Medulloblastoma is the most common brain cancer in children, with fewer than 65% of patients surviving to adulthood. Although survival has improved in recent decades with more targeted and aggressive therapy, disease prevention remains the ultimate goal of pediatric cancer research. In order to prevent medulloblastoma occurrence, we must first identify modifiable causes of the disease. One cause of medulloblastoma is increased activity of a gene called GFI1. We recently demonstrated that in-utero exposure to tobacco smoke causes changes in this gene among newborn children, potentially leading to its activation. This suggests that eliminating tobacco smoke exposure in pregnant women could help to reduce the occurrence of this aggressive childhood brain cancer. Although this is exciting early evidence, we need to perform a more detailed investigation in a larger population of children, both with and without medulloblastoma, to make firmer conclusions Our lab has access to blood specimens, taken at birth, from approximately one thousand children who went on to develop medulloblastoma. We also have newborn blood specimens from thousands of healthy children with which to make comparisons. We propose to investigate specific changes to the DNA of 260 children who developed medulloblastoma and 466 cancer-free children in order to determine if smoking-associated DNA changes are more common in the children who developed brain cancer. We believe that the proposed study will have a meaningful and lasting impact on tobacco-related disease research due to its value in three key areas. First, the project has the potential to identify a modifiable cause of childhood brain cancer, potentially helping us to prevent future occurrences.
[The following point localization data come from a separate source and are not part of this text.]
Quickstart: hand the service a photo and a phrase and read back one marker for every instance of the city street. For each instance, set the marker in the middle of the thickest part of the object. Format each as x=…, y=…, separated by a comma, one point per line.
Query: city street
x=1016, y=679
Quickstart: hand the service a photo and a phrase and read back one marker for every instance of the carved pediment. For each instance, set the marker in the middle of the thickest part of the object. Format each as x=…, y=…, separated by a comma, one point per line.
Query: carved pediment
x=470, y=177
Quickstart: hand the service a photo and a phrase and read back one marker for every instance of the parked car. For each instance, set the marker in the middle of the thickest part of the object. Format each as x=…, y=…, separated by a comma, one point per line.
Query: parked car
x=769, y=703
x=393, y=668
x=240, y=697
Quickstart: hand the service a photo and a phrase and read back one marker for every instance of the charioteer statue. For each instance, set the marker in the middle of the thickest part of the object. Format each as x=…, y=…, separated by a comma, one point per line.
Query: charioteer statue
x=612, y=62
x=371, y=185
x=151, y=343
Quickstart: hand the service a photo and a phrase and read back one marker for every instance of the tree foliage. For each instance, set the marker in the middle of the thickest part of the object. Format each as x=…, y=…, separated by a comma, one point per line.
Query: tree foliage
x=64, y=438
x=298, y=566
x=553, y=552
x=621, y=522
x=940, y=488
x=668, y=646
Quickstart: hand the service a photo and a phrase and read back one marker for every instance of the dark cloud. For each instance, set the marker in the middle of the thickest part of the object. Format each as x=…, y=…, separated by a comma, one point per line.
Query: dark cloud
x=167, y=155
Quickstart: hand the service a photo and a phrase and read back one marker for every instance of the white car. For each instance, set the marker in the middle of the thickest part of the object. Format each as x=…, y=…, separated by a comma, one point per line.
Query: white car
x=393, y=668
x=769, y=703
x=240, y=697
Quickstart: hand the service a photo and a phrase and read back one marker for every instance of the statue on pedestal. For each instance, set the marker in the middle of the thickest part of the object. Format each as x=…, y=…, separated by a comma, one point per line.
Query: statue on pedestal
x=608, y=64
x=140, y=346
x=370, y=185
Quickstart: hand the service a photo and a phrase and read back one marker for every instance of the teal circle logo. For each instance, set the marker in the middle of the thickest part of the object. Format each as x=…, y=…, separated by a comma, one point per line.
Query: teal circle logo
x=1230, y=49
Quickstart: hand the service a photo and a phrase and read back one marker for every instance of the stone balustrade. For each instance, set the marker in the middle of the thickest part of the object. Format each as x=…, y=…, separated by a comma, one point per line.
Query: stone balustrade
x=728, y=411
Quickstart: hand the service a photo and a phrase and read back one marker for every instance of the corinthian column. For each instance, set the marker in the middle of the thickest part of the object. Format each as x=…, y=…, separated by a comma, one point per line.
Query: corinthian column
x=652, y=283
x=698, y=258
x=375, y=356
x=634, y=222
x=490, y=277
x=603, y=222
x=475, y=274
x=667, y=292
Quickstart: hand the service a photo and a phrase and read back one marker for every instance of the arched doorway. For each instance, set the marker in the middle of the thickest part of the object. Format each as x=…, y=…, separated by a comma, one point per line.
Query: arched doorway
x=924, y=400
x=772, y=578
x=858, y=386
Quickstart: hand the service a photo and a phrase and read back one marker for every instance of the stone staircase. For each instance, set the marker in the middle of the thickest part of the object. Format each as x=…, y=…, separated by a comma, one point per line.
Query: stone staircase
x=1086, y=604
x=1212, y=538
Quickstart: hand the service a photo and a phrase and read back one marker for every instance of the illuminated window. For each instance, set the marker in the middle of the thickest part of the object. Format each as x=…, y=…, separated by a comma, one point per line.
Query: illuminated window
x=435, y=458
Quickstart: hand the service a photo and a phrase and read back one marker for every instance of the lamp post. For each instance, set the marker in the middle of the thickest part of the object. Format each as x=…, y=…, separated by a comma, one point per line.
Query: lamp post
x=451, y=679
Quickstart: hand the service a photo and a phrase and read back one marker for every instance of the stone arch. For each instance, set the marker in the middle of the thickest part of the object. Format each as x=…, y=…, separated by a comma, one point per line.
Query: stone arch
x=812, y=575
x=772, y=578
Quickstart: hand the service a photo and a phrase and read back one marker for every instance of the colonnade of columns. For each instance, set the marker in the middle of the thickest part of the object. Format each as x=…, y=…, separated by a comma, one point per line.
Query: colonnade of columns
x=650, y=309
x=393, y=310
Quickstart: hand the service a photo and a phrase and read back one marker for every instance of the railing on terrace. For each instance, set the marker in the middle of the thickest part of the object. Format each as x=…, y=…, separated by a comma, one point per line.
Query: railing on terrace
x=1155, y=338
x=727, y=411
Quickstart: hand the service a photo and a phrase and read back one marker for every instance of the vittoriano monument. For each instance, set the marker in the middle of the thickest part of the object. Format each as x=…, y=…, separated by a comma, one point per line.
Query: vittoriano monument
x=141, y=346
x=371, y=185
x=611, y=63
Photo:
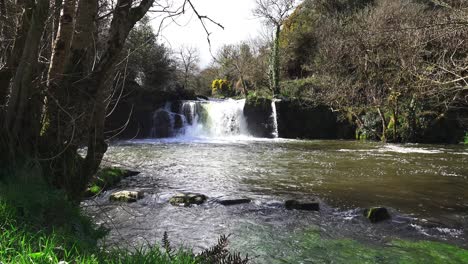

Second, successfully linking specific DNA changes associated with in-utero smoke exposure to future cancer development in children will open the door to many future studies of diverse tobacco-associated pediatric illnesses. Finally, linking maternal smoking during pregnancy to risk of cancer in her children could help motivate young women to give up tobacco products for the sake of their child’s health.